[e2e] Are we doing sliding window in the Internet?

Randy Bush randy at psg.com
Fri Jan 4 18:33:57 PST 2008

generally agree except for two points

> So let me suggest that the nice thing about the Internet is that in 
> general, the core of the network doesn't care about the details of the 
> end-to-end protocols that users deploy in their machines.
> There is much anxiety about "congestion control" and "fairness", of 
> course.  But ultimately, the network , the IETF, and the access 
> providers that provide the last 10 meters are not the arbiters of such 
> things. (in fact, the point is that the end users collectively have much 
> more knowledge about what they are trying to do than the network 
> routers, owners, and standardizers ever can).  Thus, the end users 
> ultimately get involved in the definition of what's fair, once they've 
> paid for the right to originate packets to each other.
> Yeah, if the end users decide to get in fights among themselves, they 
> get into fights.  It's simple as that.  It's no different than Pakistan 
> or Kenya today.   If enough of the people decide that they want to have 
> a civil war, the government is not going to stop them.

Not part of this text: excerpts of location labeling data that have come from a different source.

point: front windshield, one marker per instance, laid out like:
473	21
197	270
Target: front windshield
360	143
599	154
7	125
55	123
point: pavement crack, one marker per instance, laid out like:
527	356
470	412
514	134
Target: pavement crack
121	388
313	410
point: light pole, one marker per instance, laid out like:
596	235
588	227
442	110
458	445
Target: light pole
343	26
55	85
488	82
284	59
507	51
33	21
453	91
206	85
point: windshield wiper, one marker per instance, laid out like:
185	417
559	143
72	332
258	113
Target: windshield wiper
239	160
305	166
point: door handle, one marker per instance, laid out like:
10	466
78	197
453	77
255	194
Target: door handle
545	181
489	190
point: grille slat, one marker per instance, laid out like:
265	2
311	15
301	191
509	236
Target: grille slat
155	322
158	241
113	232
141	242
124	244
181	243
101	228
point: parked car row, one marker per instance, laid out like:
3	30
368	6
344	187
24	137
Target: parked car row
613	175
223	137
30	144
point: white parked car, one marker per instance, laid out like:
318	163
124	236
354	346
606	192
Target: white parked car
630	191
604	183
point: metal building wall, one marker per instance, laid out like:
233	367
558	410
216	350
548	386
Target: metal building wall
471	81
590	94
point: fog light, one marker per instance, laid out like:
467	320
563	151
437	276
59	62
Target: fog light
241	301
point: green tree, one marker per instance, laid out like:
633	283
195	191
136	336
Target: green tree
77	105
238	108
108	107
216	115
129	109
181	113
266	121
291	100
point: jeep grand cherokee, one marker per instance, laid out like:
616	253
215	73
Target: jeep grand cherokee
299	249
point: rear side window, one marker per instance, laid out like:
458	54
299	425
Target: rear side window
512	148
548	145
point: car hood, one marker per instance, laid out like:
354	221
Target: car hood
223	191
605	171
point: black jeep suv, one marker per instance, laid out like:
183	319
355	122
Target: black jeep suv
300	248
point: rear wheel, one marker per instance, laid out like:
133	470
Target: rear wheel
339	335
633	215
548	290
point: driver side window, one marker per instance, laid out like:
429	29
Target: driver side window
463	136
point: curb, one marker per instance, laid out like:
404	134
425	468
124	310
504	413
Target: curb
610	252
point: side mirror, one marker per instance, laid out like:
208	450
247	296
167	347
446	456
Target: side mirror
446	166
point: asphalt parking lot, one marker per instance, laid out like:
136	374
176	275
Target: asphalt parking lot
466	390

given that people are being murdered, i do not look at kenya, pakistan, 
iraq, ... as positive examples.

> Fortunately, people are generally sensible after a while.   Companies 
> like Microsoft and projects like Linux generally can help by not 
> creating self-sustaining catastrophic protocol structures and 
> disseminatng them.   But generally they don't for long.

as someone trying to get microsoft to fix their seriously show-stopping 
bug that winxp with v6 turned on refuses to use v6 for dns transport, 
this is not one of my more optimistic days on this front.  "buy vista" 
my ass; we have O(10^6) winxp customer users out there.

> Bluetooth and WiFi protocols were at risk of jamming each other.  But 
> realizing that that would not do anyone any good, they came up with a 
> pragmatic set of ameliorations.   Those were hardly "optimum", but in 
> practice they worked well enough.
> If CUBIC turns out to be an actual nightmare, Linux has ways to 
> distribute updates that ameliorate the problem.   I doubt it will get 
> that bad in practice - Linux users are still pretty thin, and they do 
> tend to download and apply patches much more rapidly than any other 
> class of system users on the planet.